10. If you don't like those numbers, shift everything by 2000- that is, write your function as $a(x- 2000)^2+ b(x- 2000)+ c$. Tnen you have $a(-10)^2+ b(-10)+ c= 25165824$, $c= 393216$, and $a(10)^2+ b(10)+ c= 12288$. You know c from the middle equation so just subtract it from each side of the other two equations. Then one has "10b" while the other has "-10b". Just add the two equations to get a single equation in a. Since $(-10)^2= 10^2$ you can also subtract the two equations to get a single equation for b.

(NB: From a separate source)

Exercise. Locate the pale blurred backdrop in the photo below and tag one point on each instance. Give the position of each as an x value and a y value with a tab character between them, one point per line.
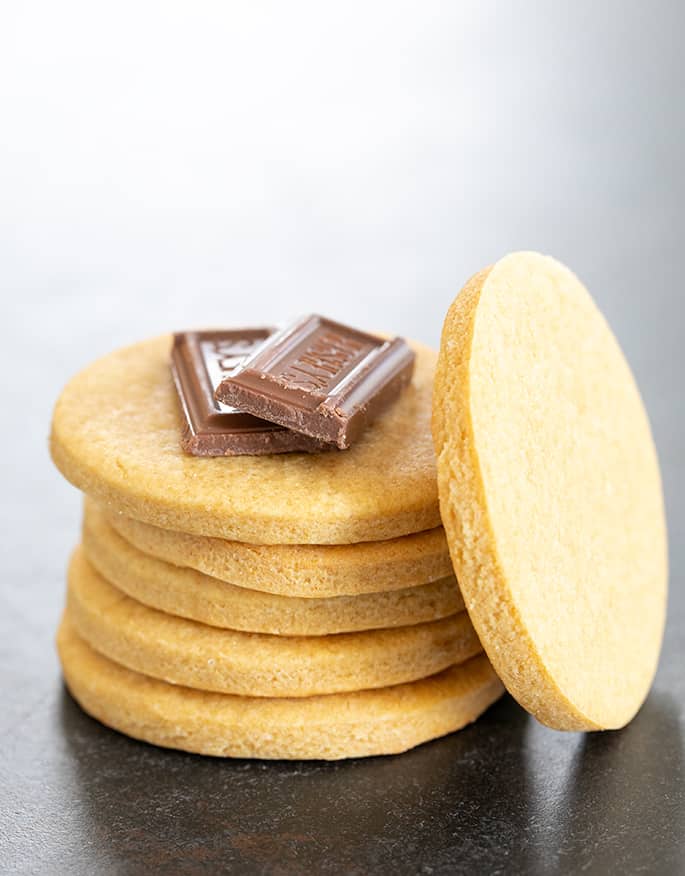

Of course, you can use an exponential if you want- you just can't use " $y= ae^{bx}$ because then y is never 0. You could use, instead, $y= ae^{bx}+ c$ or, better, $y= ae^{b(x- 2000)}+ c$. Then your equations become
$ae^{-10b}+ c= 25165824$
$ae^{0}+ c= a+ c= 393216$
and $ae^{10b}+ c= 12288$

You can write those as
$ae^{-10b}= 25165824- c$
$ae^{0}= a= 393216- c$
and $ae^{10b}= 12288- c$

Then, say, divide the first equation by the second to get $e^{-10b}= \frac{25165824- c}{393215- c}$ and divide the third by the second to get $e^{10}b= \frac{12288- c}{393215- c}$.
Since $e^{-10b}= \frac{1}{e^{10b}}$ that is the same as
$\frac{25165824- c}{393215- c}= \frac{393215- c}{12288- c}$
which reduces to a quadratic equation for c.